Bugün başta büyükşehirler olmak üzere öğretmenlerimizin artık oralarda kalmak istemediğini gördük ve en önemlisi geleceğimiz olan çocukların okullarda aç ve susuz olduklarını, bir öğün beslenme hakkının bile sağlanmadığını gördük. Seçimden önce okul öncesine yemek vereceğiz diyen siyasi iktidarın ve bunu seçim propagandası yapan siyasi iktidarın seçimden sonra bu sözünü unuttuğunu ne okul öncesinde ne de devamında yemek verilmediğini, eğitimin tam da milli güvenlik meselesi olduğunu, çükü çocuklarımızın okulda aç ve susuz bırakan eğitimin başat aktörleri öğretmenleri ve eğitimcileri açlığa sefalete mahkum eden bu anlayış, aslında ülkenin geleceğine de ne kadar yoksul baktığını gösteriyor.

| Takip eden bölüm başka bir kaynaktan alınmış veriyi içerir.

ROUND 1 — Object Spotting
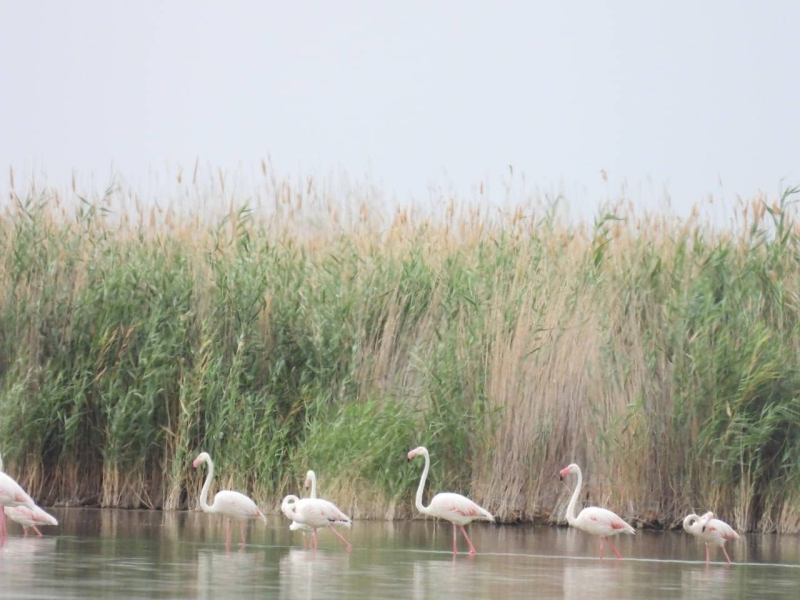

“24 KASIMDA İŞ BIRAKACAĞIZ”

Osmanlının çöküşünde eğitimdeki farklı farklı ikili, üçlü eğitim modelinin çöküşü hazırladığın söylemiştik. Bugün Türkiye’de de eğitim adeta üçlü bir hal almış durumda. Birinde çağdaşlıktan uzaklaşmış bir eğitime mahkum edilen yoksul kalmış halkın çocukları diğerinde tamamen velilerin sırtına yüklenmiş bir eğitim yükü diğerinde de kendi çocuklarını kurtaran varlıklı aileler… O nedenle eğitimde, öğretim birliğinin sağlamanın gerekliliğini ifade ettik. Eylemliliğimizi paylaştık sayın başkanla. Kasım ayının içerisinde bölgesel eylemleri yapacağımızı, her ayın 15 ‘inde maaş bordrolarımızla kamuoyunda yaşadıklarımızı paylaşacağımızı ve 24 Kasım’da iş bırakacağız ve 25 Kasım’da da büyük Ankara buluşmasını gerçekleştireceğiz.”